Westport – Plans for the Town Hall wind turbine project could revert to how they were laid out more than a year ago in a request for bids: the turbine would again power Town Hall instead of the Highway Department garage, the contractor will be responsible for foundation work and there will be no performance guarantee.
The Board of Selectmen will be asked by the town attorney to vote on a new contract at its earliest convenience. The latest changes are the result of a bid protest made by former Selectwoman Veronica Beaulieu to the state Attorney General’s Office.
The town attorney and some members of the Alternative Energy Committee attended the meeting in Boston Wednesday, along with Beaulieu, Selectman Brian Valcourt and others. Beaulieu did not withdraw her complaint, and she said Thursday she will only do so when the changes are definite.
“I’m satisfied if they, in fact, do what they say they will do,” she said. Steve Pitney of Alternate Energy, which will build the turbine, was not at the hearing but said Thursday he’ll be happy to return to the original specs.
“I’ve been waiting to do that since last May,” he said. But, he added, cost increases in building materials of a few thousand dollars will need to be included in the contract.
Valcourt, who made the turbine a main part of his platform for election this spring, said he was “absolutely” satisfied with what was tentatively agreed upon at the informal hearing, mediated by two members of the Attorney General’s Office.
Selectmen Chairman J. Duncan Albert isn’t sure yet how he might vote on the contract, he said. Monday’s selectmen meeting is scheduled only for appointments to town boards, Albert added, so he doesn’t plan to discuss the turbine then.
After Alternate Energy was awarded the project, specifics began to change. A guarantee that the 120-foot turbine would produce a certain amount of energy monthly was included in the contract, the town was given a larger share of foundation work and the tower was to connect to the Highway Department garage instead of Town Hall.

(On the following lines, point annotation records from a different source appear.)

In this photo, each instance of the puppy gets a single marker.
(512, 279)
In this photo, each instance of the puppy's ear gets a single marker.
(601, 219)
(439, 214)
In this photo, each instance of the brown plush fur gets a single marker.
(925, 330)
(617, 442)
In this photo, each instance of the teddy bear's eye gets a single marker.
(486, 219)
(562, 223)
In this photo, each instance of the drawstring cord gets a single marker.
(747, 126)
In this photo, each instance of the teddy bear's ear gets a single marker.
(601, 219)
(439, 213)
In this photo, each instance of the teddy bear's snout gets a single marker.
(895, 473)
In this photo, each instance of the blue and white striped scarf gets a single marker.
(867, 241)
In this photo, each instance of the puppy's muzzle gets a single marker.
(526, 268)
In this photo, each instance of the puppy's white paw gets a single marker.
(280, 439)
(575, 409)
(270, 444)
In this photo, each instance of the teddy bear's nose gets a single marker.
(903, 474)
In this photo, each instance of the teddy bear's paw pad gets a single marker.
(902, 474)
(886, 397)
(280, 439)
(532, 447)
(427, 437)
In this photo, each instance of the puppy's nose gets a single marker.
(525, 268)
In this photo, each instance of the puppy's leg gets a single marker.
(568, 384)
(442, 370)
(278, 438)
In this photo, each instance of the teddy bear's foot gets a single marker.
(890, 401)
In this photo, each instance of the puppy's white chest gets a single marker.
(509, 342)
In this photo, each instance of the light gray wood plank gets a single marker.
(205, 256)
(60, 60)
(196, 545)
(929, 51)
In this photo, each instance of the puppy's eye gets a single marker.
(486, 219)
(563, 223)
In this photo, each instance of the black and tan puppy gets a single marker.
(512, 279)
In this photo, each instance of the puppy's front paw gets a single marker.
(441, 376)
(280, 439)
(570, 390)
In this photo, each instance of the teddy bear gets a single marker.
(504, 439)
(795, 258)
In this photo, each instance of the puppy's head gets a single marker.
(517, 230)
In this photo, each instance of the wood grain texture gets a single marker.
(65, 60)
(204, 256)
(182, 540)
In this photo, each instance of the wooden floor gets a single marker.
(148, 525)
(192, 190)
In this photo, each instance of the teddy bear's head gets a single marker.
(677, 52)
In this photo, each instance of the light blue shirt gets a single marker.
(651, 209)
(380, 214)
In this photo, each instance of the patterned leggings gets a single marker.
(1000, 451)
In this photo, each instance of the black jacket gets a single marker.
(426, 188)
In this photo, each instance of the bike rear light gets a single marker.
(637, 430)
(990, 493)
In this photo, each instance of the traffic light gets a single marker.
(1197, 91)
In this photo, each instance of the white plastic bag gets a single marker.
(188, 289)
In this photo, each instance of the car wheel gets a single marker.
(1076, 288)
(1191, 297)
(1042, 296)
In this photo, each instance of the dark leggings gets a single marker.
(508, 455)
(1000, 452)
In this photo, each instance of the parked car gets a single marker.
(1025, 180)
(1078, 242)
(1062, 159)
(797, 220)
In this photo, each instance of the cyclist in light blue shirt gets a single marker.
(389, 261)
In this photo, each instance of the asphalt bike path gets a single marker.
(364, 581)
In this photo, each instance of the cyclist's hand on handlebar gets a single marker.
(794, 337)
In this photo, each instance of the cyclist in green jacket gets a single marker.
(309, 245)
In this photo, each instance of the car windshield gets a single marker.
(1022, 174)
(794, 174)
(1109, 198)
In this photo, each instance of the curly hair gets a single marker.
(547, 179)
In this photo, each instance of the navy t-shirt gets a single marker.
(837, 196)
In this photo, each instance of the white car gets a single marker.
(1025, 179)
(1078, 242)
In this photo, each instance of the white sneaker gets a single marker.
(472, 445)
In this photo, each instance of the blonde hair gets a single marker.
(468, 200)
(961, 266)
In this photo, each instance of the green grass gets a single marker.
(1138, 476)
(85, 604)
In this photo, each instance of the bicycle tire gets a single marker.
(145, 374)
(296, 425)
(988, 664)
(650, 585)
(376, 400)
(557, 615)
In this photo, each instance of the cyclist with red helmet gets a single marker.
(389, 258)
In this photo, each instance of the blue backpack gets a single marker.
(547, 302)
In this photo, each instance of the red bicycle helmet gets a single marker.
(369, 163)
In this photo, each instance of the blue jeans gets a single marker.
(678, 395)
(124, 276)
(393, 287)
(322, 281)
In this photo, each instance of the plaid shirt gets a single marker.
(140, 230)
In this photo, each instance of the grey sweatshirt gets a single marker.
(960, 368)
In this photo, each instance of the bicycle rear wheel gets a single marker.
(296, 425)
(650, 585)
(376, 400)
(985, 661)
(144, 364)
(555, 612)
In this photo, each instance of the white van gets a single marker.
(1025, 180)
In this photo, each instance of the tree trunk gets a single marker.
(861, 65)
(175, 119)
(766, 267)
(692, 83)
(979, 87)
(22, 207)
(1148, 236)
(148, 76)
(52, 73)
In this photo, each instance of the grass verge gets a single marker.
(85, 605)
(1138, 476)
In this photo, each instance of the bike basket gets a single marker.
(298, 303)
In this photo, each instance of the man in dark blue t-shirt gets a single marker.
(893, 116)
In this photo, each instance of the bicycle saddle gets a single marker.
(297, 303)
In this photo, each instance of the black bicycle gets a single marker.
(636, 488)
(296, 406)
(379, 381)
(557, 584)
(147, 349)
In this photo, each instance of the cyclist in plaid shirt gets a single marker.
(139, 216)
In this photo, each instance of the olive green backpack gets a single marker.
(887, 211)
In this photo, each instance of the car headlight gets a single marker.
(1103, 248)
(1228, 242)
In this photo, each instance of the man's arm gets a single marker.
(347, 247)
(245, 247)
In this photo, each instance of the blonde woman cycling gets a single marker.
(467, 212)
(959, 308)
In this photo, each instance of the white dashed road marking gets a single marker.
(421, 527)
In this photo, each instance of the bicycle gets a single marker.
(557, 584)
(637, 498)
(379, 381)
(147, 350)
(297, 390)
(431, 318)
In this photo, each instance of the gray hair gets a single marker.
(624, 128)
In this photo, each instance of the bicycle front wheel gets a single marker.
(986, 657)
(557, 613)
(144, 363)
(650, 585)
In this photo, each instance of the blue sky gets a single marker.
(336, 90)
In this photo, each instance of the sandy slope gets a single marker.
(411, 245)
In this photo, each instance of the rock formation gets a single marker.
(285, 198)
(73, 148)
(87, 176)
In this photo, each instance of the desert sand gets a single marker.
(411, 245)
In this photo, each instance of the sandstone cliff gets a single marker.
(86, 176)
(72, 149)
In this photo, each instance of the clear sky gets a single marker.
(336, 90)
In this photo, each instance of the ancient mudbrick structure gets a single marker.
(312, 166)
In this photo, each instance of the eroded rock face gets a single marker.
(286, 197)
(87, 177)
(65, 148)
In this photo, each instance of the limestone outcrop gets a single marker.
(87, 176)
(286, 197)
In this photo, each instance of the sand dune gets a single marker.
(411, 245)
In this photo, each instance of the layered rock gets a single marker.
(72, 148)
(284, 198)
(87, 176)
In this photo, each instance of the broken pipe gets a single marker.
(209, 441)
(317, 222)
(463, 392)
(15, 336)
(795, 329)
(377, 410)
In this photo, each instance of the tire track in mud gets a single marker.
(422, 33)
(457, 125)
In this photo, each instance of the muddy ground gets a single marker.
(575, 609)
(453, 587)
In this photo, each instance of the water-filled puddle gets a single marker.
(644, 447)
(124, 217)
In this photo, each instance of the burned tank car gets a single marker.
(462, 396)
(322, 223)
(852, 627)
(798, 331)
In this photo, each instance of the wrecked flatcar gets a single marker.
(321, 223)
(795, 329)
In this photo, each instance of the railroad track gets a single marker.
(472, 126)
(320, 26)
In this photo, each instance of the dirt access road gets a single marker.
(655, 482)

Beaulieu filed a complaint May 23 claiming the town should have sought bids for the work a second time because specifics had changed and the original bid included a construction completion deadline of Feb. 1, 2008.
David Dionne of the Alternative Energy Committee said he doesn’t understand how anyone benefitted from “all the fuss” that has surrounded the project.
“Essentially, we’re exactly back where we back over a year ago when the selectmen refused to accept what the energy committee had put together for them,” he said.
The Massachusetts Technology Collaborative needs to approve a $45,000 rebate for the $63,400 project before any work begins, but securing the rebate may be more difficult than a year ago. A report of MTC-funded wind turbines by an environmental consulting group said “installers almost universally overestimate annual energy production.”
A program director for MTC said the agency has had “active discussions” regarding its review process of small wind turbines.